O ponto fora da curva na trajetória de Abigail é que, em vez de ser solista, preferiu tocar junto com os outros. Aprendeu nas igrejas às quais confessou – metodista, presbiteriana, batista –, mas sobretudo com o pai, o fotógrafo e violinista Aristides da Silva. Faziam duetos, trios, o diabo. Não por menos ela se atirou com sede ao método de "piano em grupo", trazido ao Brasil pela freira norte-americana Marion Verhaalen e pelo catedrático de Columbia Robert Pace. Foi nos anos 1970. E mudou tudo.

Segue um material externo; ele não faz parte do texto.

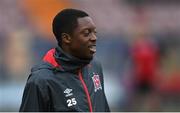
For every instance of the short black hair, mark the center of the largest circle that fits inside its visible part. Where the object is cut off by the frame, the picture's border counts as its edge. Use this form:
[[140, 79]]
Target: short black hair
[[66, 21]]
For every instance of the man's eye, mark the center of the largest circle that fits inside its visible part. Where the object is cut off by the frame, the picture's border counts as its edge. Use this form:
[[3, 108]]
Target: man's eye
[[86, 34]]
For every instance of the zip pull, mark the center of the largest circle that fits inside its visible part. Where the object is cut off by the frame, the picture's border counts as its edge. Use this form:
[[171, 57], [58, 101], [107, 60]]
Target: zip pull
[[86, 91]]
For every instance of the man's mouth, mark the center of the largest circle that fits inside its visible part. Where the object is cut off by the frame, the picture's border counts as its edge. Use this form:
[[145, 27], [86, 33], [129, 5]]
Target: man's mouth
[[92, 48]]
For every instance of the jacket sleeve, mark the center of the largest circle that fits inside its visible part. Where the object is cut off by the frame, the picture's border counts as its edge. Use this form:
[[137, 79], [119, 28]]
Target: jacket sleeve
[[107, 109], [34, 98]]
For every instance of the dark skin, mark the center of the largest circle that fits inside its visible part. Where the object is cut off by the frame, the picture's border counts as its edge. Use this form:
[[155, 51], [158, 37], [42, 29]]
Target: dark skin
[[82, 42]]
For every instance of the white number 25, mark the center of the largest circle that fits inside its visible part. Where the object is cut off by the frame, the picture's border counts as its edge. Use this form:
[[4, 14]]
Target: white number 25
[[71, 102]]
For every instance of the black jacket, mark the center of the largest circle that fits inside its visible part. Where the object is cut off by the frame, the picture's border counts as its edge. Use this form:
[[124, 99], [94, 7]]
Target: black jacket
[[64, 83]]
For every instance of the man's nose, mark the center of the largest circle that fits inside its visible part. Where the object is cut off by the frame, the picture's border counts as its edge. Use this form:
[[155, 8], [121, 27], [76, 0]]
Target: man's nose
[[93, 37]]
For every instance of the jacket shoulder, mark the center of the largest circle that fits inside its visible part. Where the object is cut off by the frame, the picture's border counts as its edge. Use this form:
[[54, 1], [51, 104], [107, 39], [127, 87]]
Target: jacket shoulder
[[40, 73]]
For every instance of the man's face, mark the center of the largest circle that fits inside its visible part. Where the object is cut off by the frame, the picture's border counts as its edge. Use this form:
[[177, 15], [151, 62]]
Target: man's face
[[83, 44]]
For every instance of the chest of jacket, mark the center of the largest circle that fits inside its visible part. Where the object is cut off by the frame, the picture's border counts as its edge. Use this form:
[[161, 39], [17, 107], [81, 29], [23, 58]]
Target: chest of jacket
[[77, 92]]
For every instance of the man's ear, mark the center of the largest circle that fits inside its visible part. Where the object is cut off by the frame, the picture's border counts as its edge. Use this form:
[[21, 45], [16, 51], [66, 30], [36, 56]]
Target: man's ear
[[66, 38]]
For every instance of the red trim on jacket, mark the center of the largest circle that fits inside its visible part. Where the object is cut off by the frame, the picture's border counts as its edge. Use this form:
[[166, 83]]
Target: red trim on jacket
[[49, 57], [86, 91]]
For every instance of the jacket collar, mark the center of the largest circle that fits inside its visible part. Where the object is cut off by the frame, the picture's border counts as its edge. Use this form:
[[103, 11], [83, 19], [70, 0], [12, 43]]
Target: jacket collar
[[65, 62]]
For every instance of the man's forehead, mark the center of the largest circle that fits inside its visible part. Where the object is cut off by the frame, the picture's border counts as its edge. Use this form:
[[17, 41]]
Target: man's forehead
[[86, 22]]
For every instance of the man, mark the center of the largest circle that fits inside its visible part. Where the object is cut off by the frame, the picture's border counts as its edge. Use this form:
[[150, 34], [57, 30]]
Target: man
[[69, 78]]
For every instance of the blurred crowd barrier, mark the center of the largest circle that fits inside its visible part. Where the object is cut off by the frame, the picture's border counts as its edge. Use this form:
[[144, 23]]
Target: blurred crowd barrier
[[138, 46]]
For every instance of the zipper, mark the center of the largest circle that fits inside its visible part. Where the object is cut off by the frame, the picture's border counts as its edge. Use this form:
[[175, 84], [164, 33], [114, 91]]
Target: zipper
[[86, 91]]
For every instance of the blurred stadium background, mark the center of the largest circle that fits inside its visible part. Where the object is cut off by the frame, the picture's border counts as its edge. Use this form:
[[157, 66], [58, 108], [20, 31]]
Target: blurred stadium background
[[130, 33]]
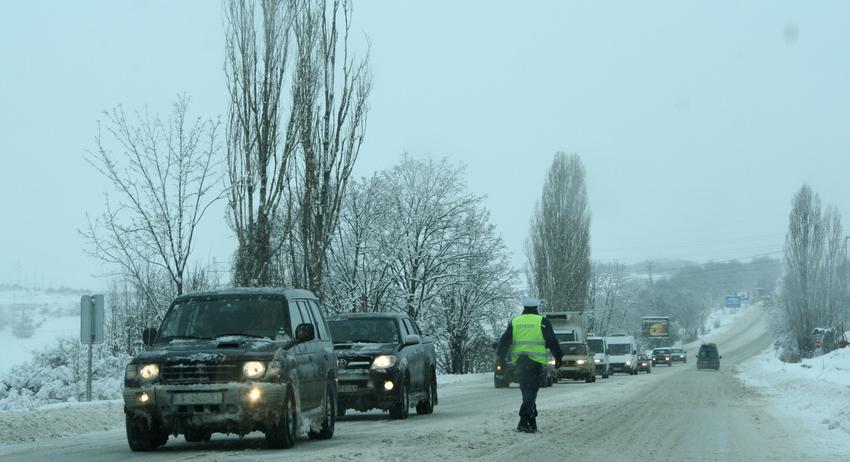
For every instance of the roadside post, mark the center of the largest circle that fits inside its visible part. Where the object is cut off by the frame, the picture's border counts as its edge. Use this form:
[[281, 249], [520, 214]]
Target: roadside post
[[91, 329]]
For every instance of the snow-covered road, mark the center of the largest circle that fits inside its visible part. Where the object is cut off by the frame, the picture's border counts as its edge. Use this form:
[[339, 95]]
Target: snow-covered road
[[674, 414]]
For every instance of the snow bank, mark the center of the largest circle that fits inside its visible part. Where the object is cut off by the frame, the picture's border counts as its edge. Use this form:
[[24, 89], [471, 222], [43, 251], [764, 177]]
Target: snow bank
[[53, 314], [816, 390], [59, 420], [451, 379]]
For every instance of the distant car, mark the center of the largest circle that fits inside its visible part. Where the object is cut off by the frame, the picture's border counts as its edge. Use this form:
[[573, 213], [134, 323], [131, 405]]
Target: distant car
[[661, 356], [708, 357], [505, 374], [644, 364], [384, 362], [577, 362]]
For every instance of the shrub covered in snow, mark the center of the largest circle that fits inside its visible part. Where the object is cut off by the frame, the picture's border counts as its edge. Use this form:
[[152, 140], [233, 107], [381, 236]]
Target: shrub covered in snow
[[58, 374]]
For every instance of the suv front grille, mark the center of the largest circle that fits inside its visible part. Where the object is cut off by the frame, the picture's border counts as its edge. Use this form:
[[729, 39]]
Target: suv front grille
[[185, 374], [354, 362]]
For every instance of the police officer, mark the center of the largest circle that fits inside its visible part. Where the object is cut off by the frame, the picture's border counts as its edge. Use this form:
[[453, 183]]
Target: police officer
[[528, 336]]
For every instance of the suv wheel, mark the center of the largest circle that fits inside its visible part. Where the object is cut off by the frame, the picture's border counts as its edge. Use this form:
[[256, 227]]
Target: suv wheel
[[329, 420], [140, 438], [197, 437], [426, 406], [282, 434], [402, 408]]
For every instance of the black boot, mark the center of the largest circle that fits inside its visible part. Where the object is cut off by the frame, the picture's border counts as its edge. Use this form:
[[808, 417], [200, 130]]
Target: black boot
[[524, 426]]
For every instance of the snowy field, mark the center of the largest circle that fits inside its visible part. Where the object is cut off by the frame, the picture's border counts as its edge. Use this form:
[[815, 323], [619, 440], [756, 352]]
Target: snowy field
[[816, 390], [52, 314]]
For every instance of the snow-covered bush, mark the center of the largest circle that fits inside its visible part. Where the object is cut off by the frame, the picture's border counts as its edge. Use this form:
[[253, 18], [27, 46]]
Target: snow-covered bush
[[58, 374]]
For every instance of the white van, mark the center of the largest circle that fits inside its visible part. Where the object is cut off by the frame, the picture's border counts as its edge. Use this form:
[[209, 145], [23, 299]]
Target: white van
[[599, 347], [622, 354]]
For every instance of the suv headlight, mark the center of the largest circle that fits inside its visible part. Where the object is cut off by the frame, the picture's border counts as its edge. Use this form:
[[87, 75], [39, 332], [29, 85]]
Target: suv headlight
[[383, 362], [253, 369], [149, 371]]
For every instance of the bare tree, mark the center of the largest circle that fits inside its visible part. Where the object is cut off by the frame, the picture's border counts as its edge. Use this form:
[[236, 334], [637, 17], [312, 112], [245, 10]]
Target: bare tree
[[331, 89], [558, 245], [290, 163], [429, 197], [608, 296], [482, 292], [261, 141], [165, 174], [360, 278], [814, 284]]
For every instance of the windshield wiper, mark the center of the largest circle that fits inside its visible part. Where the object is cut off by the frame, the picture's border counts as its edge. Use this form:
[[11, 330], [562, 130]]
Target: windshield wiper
[[240, 334], [183, 337]]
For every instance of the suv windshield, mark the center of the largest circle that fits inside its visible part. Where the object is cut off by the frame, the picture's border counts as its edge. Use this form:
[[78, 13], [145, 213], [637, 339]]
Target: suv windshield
[[568, 337], [207, 319], [375, 330], [574, 349], [616, 349]]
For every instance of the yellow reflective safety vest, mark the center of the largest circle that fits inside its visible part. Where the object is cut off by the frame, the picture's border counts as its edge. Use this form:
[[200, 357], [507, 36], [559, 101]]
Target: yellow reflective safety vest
[[528, 338]]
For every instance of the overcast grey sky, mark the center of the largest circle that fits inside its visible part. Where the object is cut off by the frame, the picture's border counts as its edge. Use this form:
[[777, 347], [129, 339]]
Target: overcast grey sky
[[696, 122]]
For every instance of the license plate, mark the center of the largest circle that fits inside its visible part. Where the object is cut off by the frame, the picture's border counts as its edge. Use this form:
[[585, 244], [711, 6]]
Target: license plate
[[196, 398]]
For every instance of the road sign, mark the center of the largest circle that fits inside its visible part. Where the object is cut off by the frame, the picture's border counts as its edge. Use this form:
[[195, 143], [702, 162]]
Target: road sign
[[657, 327], [91, 319], [733, 301]]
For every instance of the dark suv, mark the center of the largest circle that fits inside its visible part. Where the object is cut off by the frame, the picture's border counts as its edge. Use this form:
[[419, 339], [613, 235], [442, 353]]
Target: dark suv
[[384, 362], [708, 357], [661, 356], [234, 361]]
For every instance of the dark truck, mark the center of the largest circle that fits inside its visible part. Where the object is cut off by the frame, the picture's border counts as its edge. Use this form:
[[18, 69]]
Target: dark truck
[[234, 361], [384, 362]]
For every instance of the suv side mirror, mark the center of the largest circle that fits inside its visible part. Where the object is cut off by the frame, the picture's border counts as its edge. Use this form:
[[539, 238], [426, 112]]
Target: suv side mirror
[[148, 336], [305, 333]]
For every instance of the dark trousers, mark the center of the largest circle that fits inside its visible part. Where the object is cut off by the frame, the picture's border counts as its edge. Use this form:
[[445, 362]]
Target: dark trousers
[[529, 373]]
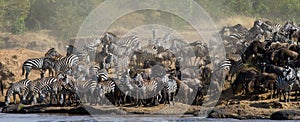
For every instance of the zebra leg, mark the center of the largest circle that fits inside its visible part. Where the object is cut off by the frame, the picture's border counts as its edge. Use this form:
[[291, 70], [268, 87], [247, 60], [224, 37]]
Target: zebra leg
[[27, 73], [62, 99], [289, 94], [14, 97]]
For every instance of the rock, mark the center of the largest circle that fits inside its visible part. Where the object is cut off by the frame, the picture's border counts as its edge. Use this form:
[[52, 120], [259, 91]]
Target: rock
[[10, 109], [219, 113], [285, 115]]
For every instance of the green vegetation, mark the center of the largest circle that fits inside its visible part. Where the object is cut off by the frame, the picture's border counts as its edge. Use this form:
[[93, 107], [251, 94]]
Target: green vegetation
[[64, 17]]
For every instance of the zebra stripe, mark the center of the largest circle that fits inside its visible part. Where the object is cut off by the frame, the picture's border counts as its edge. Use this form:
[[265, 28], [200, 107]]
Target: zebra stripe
[[170, 88], [16, 88], [52, 54], [285, 82], [65, 64], [103, 75], [34, 63]]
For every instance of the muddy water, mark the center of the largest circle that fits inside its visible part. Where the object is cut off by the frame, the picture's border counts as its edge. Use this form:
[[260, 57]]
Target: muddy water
[[4, 117]]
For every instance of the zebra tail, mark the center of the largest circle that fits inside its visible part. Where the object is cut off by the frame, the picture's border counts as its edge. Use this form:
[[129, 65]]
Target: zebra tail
[[23, 70], [1, 87]]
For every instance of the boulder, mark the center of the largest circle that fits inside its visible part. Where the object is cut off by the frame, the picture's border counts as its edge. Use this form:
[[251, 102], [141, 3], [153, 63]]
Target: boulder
[[286, 115]]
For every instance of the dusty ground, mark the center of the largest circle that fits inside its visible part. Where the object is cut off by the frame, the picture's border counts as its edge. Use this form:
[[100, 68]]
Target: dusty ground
[[23, 47], [229, 105]]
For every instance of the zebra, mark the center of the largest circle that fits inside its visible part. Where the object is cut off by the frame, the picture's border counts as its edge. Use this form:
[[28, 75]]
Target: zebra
[[106, 88], [110, 60], [102, 75], [52, 54], [36, 64], [169, 90], [66, 64], [148, 88], [86, 89], [16, 88], [284, 83], [59, 88], [41, 87], [109, 38], [82, 55], [147, 52], [1, 85], [235, 67]]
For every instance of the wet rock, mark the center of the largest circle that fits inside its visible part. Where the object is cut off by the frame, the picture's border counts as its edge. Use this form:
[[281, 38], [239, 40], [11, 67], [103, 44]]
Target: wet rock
[[219, 113], [286, 115]]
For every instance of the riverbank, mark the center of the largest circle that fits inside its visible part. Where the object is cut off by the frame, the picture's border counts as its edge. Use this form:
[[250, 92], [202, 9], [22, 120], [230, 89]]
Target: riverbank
[[237, 110]]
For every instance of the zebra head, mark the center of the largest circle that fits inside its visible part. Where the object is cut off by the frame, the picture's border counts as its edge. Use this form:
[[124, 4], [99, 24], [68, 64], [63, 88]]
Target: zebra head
[[139, 80], [52, 54]]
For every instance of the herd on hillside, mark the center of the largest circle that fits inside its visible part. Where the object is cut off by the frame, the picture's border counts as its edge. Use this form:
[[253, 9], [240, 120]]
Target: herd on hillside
[[125, 71]]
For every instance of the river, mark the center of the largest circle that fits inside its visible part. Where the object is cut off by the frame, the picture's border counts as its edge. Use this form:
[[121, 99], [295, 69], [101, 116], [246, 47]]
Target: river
[[4, 117]]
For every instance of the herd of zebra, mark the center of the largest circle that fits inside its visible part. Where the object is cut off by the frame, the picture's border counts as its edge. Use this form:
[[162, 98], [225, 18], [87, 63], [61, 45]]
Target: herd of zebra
[[133, 71], [264, 58], [115, 70]]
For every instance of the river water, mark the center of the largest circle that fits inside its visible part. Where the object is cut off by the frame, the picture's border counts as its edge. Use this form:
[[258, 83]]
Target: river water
[[4, 117]]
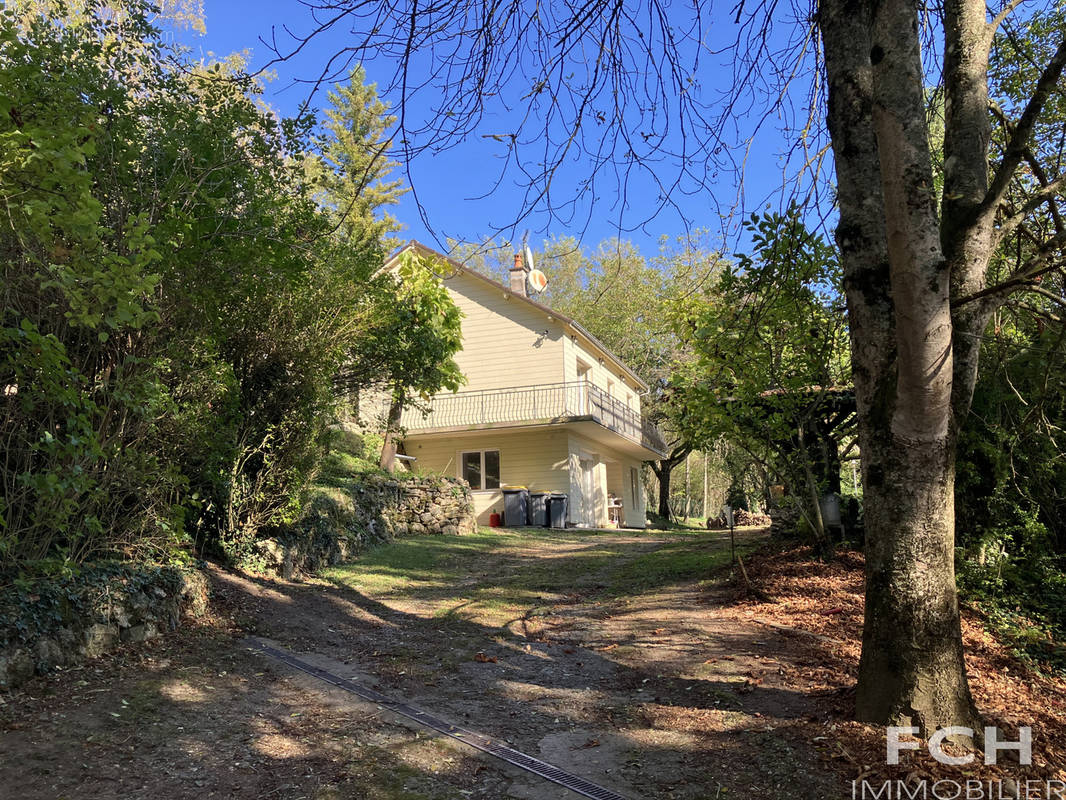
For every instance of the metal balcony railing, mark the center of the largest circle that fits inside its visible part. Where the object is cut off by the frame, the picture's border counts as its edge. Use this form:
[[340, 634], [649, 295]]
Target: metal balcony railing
[[533, 404]]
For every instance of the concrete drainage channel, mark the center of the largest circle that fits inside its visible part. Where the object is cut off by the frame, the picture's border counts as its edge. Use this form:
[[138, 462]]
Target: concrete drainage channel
[[479, 741]]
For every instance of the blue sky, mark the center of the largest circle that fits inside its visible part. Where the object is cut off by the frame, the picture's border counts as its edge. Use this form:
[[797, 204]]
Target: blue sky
[[451, 185]]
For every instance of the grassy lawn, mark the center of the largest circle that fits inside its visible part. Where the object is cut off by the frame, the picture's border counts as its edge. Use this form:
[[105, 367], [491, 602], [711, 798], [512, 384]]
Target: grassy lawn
[[498, 575]]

Se Abigail não era, digamos, convencional, depois de Marion e Pace se distanciou de vez da clássica imagem da madame Souzatska. "Era tudo que eu queria." Seu negócio é sala cheia. Estuda-se a partitura, mas também o improviso, variações e a harmonia – sem dor. Faz solfejos, brincando. Com ela, não tem caso perdido. O aprendiz sai da primeira aula tocando uma peça – não à toa se chama Alegria. Para um aluno entrado em anos, à beira de desistir, decretou: "Faça do seu jeito, está lindo". Ele tocou Azul da cor do mar, de Tim Maia. Bravo!

Em Curitiba desde 1982, chegou ao acaso, para um aparte com a respeitada Henriqueta Garcez Duarte. Ficou. Mora no Mossunguê, de frente a uma pracinha – "na qual os pássaros cantam o que bem entendem". Dá aulas particulares – vagas, só em 2050. À tarde, manda-se para o Conservatório de MPB, no Centro, para oficinas de... "piano em grupo". Ocupa a Sala Hermeto Pascoal, vizinha das salas Chiquinha Gonzaga e Noel Rosa. À noite, dá cabo à coleção Genealogia da música brasileira, com partituras de lundus, maxixes, choros e canções...

"Enquanto não acabar, não sossego", avisa, com uma banana para a idade avançada. Esse trabalho é seu lado José Ramos Tinhorão e Inezita Barroso. Para fazer as transposições para o piano, não usa mais o velho Rosnish, mas um piano digital, com capacidade para zilhões de arquivos. Faz urras. Se sobra um tempinho, toca de tudo, "até Zeca Baleiro". E fala com a turma no Face. É que, quando está sozinha, gosta de estar com os outros. Essa é sua música.